1.6 Why Ramp Meters Are Effective Without ramp meters in operation, multiple vehicles merge in tightly packed platoons, causing drivers on the mainline to slow down or even stop in order to allow vehicles to enter. The cascading slower speeds, both on the mainline and on the ramp, quickly lead to congestion and sometimes stop-and-go conditions. Ramp meters can break up the platoons by controlling the rate at which vehicles enter the mainline from the ramp, as shown on Figure 5. This allows vehicles to merge smoothly onto the mainline and reduces the need for vehicles on the mainline to reduce speed. In addition to breaking up platoons, ramp meters help manage entrance demand at a level that is near the capacity of the freeway, which prevents traffic flow breakdowns. Ramp meters are shown to reduce peak hour lane occupancies (i.e., freeway density) and quicken recovery from mainline breakdown back to or below the critical occupancy threshold, as shown on Figure 6. Typical results include reductions in travel time, reductions in crash rates, and increased traffic speed.

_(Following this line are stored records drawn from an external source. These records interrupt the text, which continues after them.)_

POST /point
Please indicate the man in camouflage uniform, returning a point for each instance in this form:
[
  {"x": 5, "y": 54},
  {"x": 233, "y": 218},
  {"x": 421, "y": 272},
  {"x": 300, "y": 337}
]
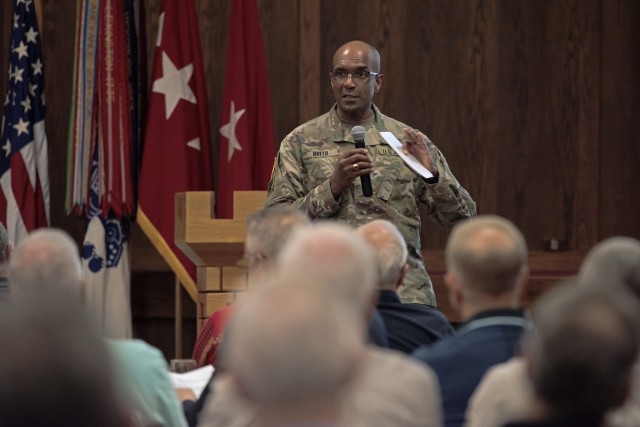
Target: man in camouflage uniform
[{"x": 317, "y": 167}]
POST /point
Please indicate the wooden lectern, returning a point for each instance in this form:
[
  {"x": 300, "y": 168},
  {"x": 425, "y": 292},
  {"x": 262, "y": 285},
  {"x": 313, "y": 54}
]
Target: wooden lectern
[{"x": 216, "y": 246}]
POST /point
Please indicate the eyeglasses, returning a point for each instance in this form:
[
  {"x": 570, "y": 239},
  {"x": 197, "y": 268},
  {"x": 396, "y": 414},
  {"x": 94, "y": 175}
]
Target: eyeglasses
[{"x": 359, "y": 76}]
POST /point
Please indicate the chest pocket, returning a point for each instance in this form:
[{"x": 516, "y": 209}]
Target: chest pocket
[
  {"x": 319, "y": 165},
  {"x": 396, "y": 179}
]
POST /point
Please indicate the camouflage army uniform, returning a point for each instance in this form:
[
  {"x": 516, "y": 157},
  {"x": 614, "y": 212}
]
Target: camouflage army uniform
[{"x": 307, "y": 158}]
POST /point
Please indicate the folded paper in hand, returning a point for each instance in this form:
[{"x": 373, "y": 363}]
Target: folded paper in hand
[
  {"x": 195, "y": 380},
  {"x": 409, "y": 159}
]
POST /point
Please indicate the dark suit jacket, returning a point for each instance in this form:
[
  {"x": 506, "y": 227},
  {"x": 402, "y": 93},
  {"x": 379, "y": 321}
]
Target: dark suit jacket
[
  {"x": 410, "y": 325},
  {"x": 460, "y": 361}
]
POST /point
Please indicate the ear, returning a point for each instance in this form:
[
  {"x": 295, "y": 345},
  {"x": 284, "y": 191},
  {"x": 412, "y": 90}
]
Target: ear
[
  {"x": 378, "y": 83},
  {"x": 403, "y": 273},
  {"x": 453, "y": 289},
  {"x": 521, "y": 286}
]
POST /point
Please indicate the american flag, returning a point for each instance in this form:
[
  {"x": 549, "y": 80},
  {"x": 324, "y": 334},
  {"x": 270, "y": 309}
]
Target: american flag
[{"x": 24, "y": 176}]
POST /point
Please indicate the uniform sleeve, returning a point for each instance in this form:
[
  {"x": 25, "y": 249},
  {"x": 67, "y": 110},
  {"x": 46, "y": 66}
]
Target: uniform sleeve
[
  {"x": 288, "y": 183},
  {"x": 447, "y": 201}
]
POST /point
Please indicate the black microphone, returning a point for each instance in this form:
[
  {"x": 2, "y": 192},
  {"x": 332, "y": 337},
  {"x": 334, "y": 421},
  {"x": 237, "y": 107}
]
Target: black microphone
[{"x": 358, "y": 137}]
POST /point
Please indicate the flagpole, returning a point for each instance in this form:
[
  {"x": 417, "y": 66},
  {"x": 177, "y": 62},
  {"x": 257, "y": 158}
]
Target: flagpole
[
  {"x": 178, "y": 320},
  {"x": 38, "y": 6}
]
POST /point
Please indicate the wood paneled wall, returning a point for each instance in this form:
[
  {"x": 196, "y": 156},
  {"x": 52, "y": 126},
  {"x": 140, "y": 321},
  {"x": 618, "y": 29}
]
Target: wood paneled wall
[{"x": 535, "y": 103}]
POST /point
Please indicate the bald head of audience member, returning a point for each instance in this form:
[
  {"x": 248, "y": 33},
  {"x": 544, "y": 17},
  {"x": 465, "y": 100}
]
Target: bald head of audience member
[
  {"x": 581, "y": 358},
  {"x": 337, "y": 260},
  {"x": 613, "y": 261},
  {"x": 390, "y": 252},
  {"x": 486, "y": 261},
  {"x": 294, "y": 353},
  {"x": 55, "y": 369},
  {"x": 267, "y": 233},
  {"x": 46, "y": 259}
]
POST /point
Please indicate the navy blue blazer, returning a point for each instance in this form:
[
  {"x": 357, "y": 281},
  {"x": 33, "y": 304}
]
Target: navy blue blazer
[
  {"x": 410, "y": 325},
  {"x": 377, "y": 332},
  {"x": 460, "y": 361}
]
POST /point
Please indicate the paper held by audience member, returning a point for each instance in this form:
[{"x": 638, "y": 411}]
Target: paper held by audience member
[
  {"x": 195, "y": 380},
  {"x": 411, "y": 161}
]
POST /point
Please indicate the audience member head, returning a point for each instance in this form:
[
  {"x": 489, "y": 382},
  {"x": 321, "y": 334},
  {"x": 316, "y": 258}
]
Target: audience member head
[
  {"x": 267, "y": 232},
  {"x": 486, "y": 261},
  {"x": 614, "y": 260},
  {"x": 582, "y": 355},
  {"x": 334, "y": 258},
  {"x": 47, "y": 259},
  {"x": 55, "y": 370},
  {"x": 294, "y": 352},
  {"x": 390, "y": 252}
]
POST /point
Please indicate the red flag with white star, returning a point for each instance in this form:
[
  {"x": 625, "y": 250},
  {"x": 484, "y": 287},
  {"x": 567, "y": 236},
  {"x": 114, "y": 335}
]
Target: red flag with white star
[
  {"x": 247, "y": 142},
  {"x": 176, "y": 156}
]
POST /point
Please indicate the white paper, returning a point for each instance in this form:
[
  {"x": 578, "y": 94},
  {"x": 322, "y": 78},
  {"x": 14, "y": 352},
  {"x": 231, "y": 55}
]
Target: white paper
[
  {"x": 411, "y": 161},
  {"x": 195, "y": 380}
]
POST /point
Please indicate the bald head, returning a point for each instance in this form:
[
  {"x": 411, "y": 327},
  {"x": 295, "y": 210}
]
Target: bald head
[
  {"x": 334, "y": 258},
  {"x": 487, "y": 254},
  {"x": 390, "y": 251},
  {"x": 48, "y": 259},
  {"x": 268, "y": 231},
  {"x": 361, "y": 50},
  {"x": 584, "y": 348},
  {"x": 290, "y": 345},
  {"x": 613, "y": 261}
]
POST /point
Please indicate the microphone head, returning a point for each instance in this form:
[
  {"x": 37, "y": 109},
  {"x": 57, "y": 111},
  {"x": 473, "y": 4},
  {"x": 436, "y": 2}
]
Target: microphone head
[{"x": 358, "y": 133}]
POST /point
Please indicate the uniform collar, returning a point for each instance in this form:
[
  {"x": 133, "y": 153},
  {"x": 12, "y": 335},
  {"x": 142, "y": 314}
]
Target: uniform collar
[{"x": 341, "y": 133}]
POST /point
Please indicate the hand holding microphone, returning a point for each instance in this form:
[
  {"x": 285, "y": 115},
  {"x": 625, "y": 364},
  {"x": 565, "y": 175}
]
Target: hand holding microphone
[
  {"x": 358, "y": 137},
  {"x": 352, "y": 164}
]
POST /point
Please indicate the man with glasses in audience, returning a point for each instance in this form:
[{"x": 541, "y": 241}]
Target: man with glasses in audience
[{"x": 317, "y": 166}]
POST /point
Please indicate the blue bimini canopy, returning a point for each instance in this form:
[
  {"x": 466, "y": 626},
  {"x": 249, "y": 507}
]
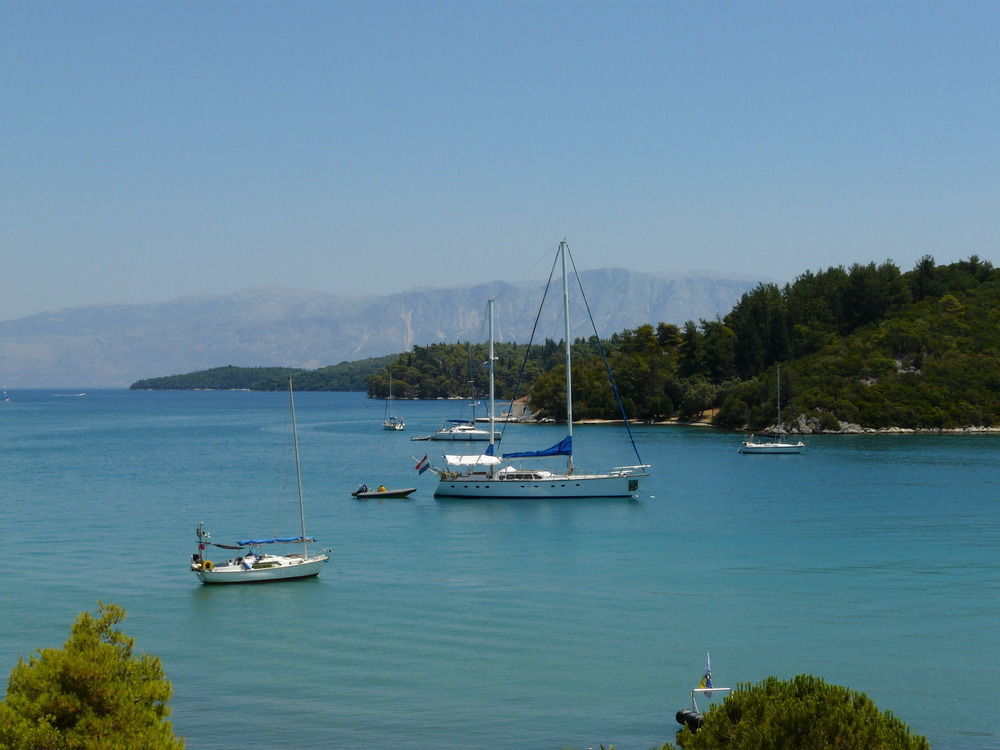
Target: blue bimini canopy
[
  {"x": 563, "y": 448},
  {"x": 276, "y": 540}
]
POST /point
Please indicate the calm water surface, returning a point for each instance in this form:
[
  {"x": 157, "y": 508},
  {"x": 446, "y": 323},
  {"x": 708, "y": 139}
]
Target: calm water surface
[{"x": 871, "y": 561}]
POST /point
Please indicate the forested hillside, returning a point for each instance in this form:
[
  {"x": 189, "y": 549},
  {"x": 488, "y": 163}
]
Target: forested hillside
[{"x": 869, "y": 346}]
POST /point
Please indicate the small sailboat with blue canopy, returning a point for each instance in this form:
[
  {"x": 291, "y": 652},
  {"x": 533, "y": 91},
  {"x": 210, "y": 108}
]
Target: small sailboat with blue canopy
[
  {"x": 488, "y": 476},
  {"x": 253, "y": 564}
]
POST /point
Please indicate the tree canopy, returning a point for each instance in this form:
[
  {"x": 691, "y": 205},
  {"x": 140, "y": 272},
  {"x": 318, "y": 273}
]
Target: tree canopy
[
  {"x": 94, "y": 693},
  {"x": 804, "y": 713}
]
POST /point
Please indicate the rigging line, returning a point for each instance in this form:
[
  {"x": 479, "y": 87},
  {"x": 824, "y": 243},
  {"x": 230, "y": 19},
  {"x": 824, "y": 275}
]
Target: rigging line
[
  {"x": 527, "y": 349},
  {"x": 604, "y": 356}
]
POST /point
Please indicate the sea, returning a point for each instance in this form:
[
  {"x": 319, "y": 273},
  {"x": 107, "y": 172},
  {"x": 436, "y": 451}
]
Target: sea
[{"x": 871, "y": 561}]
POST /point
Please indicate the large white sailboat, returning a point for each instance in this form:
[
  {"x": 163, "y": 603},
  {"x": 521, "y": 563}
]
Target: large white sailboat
[
  {"x": 254, "y": 565},
  {"x": 488, "y": 476},
  {"x": 776, "y": 444}
]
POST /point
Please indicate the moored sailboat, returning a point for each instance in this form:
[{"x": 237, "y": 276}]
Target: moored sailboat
[
  {"x": 486, "y": 476},
  {"x": 777, "y": 444},
  {"x": 389, "y": 422},
  {"x": 255, "y": 565}
]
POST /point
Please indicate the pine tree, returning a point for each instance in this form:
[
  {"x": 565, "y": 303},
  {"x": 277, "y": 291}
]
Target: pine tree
[{"x": 92, "y": 694}]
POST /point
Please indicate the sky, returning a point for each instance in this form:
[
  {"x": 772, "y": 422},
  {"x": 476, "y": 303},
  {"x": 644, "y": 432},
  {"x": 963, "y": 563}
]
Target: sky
[{"x": 150, "y": 150}]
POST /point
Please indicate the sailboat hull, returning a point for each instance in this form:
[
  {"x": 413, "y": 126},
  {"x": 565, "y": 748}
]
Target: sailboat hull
[
  {"x": 540, "y": 486},
  {"x": 282, "y": 569},
  {"x": 749, "y": 447}
]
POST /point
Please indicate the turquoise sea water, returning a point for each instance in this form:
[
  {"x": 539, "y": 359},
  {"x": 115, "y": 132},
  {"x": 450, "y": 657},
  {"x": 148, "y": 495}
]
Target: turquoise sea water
[{"x": 871, "y": 561}]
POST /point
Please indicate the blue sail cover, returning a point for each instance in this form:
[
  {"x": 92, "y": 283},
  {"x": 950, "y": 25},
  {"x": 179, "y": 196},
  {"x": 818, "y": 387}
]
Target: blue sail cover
[
  {"x": 276, "y": 540},
  {"x": 563, "y": 448}
]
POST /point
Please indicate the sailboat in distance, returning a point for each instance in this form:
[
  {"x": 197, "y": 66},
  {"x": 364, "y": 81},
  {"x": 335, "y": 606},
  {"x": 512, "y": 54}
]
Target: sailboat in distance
[
  {"x": 777, "y": 444},
  {"x": 487, "y": 476},
  {"x": 389, "y": 422}
]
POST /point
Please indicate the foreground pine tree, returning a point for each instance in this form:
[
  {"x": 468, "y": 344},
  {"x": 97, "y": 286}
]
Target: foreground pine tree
[
  {"x": 92, "y": 694},
  {"x": 804, "y": 713}
]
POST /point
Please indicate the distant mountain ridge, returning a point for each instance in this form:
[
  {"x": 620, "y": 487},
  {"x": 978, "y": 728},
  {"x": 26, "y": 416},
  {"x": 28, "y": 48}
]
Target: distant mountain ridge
[{"x": 114, "y": 345}]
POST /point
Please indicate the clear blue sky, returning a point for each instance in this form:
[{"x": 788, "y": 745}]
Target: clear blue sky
[{"x": 154, "y": 149}]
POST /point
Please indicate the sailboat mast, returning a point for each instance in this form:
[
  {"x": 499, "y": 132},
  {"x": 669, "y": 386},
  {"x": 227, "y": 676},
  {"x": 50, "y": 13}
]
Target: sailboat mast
[
  {"x": 569, "y": 369},
  {"x": 298, "y": 473},
  {"x": 780, "y": 429},
  {"x": 489, "y": 307}
]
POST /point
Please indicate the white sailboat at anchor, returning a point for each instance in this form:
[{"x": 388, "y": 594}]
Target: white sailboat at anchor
[
  {"x": 486, "y": 476},
  {"x": 777, "y": 444},
  {"x": 255, "y": 565},
  {"x": 389, "y": 422}
]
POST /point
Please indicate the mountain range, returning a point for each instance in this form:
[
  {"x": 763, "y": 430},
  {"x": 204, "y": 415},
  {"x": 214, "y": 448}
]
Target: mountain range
[{"x": 114, "y": 345}]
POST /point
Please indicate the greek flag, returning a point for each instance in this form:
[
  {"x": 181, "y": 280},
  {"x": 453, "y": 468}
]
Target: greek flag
[{"x": 706, "y": 681}]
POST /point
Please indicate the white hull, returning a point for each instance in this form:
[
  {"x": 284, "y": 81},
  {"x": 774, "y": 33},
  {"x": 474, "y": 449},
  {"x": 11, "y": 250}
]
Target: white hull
[
  {"x": 749, "y": 447},
  {"x": 543, "y": 485},
  {"x": 284, "y": 568},
  {"x": 464, "y": 435}
]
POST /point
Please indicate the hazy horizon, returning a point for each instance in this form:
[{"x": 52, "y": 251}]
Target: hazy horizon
[{"x": 165, "y": 149}]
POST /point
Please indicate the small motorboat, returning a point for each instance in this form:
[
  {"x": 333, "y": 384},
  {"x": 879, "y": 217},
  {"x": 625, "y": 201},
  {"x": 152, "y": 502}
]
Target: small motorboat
[{"x": 363, "y": 493}]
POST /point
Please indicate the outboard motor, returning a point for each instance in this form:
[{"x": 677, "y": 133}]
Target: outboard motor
[{"x": 690, "y": 718}]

Figure 5: Comparison of mainline conditions with

and without ramp metering—provided by WSDOT

Figure 6: Duration of occupancy at shutdown

capacity before and after ramp metering

Ramp Metering: A Proven, Cost-Effective Operational Strategy | A Primer 7

1.7 Ramp Metering Analysis Tools The technology utilized by ramp meters has evolved to offer increased scalability, efficiency, and customization. Through developed simulations and databases, agencies can model the effects of ramp metering on their existing freeway operations. These exercises can aid in the decision-making and planning process when planning for ramp metering deployment or expansion.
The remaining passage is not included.